Pas d’activité sans vie quotidienne organisée. Indissociables, certes. Indissociables l’activité et la vie quotidienne. D’autant que tous les éléments de la vie quotidienne sont activité. Mais il n’y aurait pas d’autres activités possibles sans la vie quotidienne. Qui peut se vanter de pratiquer quelque activité que ce soit sans avoir dormi, mangé ? Sans s’être a minima lavé, vêtu. Sans avoir l’équilibre affectif suffisant que donne la conscience du cadre, des limites spatiales et temporelles. Sans avoir l’assurance que les repères personnels, voire intimes sont stables et protégés.”

Ce texte souligne que l’activité éducative ne peut exister sans une vie quotidienne structurée et de qualité. La vie quotidienne est le socle invisible mais fondamental sur lequel repose toute activité. Oublier ce socle, c’est risquer de fragiliser l’ensemble du projet éducatif « Qui peut se vanter de pratiquer quelque activité que ce soit sans avoir dormi, mangé ? Sans s’être a minima lavé, vêtu. Sans avoir l’équilibre affectif suffisant que donne la conscience du cadre… »
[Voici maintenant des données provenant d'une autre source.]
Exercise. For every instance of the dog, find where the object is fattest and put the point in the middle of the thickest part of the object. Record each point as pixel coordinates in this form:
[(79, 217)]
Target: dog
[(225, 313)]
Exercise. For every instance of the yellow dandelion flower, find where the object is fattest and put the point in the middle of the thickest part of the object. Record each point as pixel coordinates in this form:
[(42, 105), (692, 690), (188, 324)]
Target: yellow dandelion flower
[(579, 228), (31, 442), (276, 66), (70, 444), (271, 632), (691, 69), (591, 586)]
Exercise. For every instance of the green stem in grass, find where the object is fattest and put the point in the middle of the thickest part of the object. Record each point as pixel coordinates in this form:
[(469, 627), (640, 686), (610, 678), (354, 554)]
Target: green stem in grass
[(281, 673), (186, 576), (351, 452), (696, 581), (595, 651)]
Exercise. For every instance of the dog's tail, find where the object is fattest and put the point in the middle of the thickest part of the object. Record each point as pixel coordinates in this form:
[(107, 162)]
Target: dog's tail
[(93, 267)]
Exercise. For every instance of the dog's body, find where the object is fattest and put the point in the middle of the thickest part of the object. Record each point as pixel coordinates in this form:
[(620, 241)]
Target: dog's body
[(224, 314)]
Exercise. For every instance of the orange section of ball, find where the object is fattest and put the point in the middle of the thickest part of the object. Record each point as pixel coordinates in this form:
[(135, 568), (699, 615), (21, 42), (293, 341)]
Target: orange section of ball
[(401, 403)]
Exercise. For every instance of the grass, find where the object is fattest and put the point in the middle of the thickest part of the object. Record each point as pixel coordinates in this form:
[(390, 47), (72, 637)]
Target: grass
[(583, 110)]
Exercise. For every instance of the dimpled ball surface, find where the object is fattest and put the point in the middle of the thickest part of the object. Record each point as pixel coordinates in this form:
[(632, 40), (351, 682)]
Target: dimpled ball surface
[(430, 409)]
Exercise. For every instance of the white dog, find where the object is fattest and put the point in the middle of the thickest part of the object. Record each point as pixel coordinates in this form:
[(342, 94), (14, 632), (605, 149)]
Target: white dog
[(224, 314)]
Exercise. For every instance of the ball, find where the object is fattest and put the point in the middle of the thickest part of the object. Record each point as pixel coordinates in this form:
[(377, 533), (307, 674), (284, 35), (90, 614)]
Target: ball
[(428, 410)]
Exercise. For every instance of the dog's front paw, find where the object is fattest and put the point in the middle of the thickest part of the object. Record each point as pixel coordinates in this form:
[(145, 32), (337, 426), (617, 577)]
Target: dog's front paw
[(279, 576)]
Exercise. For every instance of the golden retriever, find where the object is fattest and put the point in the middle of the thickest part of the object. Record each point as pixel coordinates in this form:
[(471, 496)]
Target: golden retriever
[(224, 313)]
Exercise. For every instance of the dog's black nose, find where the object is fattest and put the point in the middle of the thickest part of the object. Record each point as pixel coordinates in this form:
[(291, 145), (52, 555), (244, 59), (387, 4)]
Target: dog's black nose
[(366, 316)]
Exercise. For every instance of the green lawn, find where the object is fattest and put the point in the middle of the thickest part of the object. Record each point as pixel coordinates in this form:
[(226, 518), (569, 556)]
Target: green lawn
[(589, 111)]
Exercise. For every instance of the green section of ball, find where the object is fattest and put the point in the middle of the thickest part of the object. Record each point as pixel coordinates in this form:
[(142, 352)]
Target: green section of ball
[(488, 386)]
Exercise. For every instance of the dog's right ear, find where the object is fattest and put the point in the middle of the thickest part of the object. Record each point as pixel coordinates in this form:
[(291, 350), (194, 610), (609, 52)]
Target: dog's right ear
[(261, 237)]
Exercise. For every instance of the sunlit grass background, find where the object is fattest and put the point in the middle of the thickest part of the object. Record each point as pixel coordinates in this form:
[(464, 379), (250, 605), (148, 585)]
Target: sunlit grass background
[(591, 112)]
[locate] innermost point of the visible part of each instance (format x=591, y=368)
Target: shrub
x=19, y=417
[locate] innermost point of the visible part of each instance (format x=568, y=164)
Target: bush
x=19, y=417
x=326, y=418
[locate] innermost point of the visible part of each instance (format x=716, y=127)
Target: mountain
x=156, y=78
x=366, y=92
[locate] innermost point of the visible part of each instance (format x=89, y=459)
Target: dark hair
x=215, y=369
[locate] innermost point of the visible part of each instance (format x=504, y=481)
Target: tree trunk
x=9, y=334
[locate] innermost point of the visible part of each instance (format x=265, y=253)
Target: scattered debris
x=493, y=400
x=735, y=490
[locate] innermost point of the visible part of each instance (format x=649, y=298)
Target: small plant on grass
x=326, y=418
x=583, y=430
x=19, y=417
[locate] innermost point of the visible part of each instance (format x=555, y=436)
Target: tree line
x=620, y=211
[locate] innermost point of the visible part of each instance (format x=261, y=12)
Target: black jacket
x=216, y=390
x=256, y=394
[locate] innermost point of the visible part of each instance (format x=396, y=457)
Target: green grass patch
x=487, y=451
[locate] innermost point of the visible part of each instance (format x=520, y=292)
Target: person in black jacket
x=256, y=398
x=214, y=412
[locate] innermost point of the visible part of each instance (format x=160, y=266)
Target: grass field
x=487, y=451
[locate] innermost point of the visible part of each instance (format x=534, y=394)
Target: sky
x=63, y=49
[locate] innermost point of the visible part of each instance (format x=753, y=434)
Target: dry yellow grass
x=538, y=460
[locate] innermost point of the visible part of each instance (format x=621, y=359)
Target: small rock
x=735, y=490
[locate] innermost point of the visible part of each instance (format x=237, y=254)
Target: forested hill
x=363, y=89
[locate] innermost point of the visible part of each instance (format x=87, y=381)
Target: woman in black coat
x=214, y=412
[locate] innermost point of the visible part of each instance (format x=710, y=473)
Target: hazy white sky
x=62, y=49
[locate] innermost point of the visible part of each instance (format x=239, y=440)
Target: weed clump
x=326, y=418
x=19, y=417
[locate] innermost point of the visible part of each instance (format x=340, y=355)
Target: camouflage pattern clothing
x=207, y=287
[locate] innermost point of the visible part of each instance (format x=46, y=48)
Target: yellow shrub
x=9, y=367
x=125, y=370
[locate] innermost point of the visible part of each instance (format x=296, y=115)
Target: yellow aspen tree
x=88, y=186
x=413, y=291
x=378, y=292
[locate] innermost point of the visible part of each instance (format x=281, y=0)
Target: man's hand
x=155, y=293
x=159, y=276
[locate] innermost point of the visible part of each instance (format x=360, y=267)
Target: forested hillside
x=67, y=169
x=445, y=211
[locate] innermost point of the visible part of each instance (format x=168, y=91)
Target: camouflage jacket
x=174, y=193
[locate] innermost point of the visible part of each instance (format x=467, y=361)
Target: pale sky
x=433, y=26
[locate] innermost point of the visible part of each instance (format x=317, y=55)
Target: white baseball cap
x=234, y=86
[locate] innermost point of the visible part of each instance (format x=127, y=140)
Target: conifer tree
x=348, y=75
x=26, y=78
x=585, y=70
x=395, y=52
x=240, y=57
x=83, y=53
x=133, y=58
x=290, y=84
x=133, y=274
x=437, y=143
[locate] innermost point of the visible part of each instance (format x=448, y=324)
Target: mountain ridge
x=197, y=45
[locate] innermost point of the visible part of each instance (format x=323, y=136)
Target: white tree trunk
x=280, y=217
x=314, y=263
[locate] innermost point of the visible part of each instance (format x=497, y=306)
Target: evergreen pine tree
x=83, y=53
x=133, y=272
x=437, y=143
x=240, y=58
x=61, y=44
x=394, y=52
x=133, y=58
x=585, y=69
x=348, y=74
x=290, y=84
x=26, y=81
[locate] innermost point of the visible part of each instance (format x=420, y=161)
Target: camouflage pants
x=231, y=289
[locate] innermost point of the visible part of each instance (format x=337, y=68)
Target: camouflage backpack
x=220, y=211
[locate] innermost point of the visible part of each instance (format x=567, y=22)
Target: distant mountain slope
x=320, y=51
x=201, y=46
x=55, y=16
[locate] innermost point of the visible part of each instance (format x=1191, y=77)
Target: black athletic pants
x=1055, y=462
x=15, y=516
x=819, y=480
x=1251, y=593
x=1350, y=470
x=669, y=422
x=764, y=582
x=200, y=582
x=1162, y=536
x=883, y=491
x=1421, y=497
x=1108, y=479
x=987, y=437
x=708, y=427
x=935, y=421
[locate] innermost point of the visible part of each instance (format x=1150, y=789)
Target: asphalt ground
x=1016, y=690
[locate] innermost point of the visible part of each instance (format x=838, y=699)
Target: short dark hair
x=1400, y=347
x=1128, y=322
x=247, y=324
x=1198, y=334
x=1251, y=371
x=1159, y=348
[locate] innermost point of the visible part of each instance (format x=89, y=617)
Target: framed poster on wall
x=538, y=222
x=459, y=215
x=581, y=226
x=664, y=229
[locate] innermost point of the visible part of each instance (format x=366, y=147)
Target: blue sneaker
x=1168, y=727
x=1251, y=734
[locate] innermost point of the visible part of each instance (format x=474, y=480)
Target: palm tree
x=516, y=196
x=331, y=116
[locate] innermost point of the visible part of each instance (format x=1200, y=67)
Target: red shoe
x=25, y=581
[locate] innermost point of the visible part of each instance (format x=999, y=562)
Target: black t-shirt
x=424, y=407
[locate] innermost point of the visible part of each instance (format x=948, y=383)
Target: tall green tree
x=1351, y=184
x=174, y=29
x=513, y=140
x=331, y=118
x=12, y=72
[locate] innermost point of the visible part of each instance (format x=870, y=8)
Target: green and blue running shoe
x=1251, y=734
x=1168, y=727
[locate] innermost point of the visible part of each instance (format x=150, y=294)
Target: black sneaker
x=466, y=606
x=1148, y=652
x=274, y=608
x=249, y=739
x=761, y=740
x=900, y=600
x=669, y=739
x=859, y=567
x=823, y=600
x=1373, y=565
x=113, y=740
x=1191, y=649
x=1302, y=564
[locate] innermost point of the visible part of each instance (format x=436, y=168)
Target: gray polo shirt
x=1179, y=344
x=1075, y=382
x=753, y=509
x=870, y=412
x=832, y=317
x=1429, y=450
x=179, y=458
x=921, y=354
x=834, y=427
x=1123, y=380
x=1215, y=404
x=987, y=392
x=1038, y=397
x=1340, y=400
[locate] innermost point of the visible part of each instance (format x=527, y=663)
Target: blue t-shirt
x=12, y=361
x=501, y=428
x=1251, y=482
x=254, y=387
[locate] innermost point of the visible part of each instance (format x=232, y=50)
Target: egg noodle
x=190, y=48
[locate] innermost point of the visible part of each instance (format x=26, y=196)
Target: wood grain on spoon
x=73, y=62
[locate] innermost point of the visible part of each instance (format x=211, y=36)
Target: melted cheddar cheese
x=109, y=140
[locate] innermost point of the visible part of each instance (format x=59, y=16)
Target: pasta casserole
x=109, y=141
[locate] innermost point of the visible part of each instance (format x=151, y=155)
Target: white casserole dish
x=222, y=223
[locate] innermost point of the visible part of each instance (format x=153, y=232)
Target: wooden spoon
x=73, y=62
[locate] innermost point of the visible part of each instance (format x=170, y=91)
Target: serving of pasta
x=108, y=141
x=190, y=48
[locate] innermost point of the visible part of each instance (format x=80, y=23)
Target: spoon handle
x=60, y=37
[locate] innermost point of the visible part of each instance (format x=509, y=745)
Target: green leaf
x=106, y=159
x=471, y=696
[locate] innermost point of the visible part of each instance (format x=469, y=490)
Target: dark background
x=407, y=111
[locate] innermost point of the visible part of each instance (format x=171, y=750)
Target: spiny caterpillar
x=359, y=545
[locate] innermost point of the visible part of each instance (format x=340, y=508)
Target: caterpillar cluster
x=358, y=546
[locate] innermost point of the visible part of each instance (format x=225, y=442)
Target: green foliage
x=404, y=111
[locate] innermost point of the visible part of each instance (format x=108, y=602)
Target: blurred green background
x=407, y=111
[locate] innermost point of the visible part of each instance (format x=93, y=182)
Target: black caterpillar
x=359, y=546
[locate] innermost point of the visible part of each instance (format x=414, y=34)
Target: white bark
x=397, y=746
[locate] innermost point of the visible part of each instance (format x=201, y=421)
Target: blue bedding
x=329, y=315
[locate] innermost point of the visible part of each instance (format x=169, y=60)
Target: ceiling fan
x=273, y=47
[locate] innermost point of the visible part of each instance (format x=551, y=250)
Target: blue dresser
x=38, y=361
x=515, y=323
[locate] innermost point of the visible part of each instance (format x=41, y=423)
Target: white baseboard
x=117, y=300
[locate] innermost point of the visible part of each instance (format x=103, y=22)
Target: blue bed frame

Il invite les formateurs et éducateurs à valoriser la vie quotidienne dans leurs pratiques, à ne pas la considérer comme une simple logistique ou une tâche subalterne. Il s’agit de reconnaître son rôle éducatif à part entière et de l’intégrer pleinement dans la réflexion pédagogique.

Lors d’une formation BAFA, par exemple, il s’agira de sensibiliser les stagiaires à l’importance de l’organisation des temps de repas, de sommeil, d’hygiène, et à leur impact sur le bien-être et la capacité des enfants à participer aux activités.

Mais le sens premier de ce texte est incontestablement de rappeler que, dans l’éducation, comme dans la tartine, l’essentiel est parfois invisible ou sous-estimé. La réussite des activités éducatives dépend de la qualité de la vie quotidienne, qui doit être pensée, organisée et valorisée comme une composante éducative à part entière.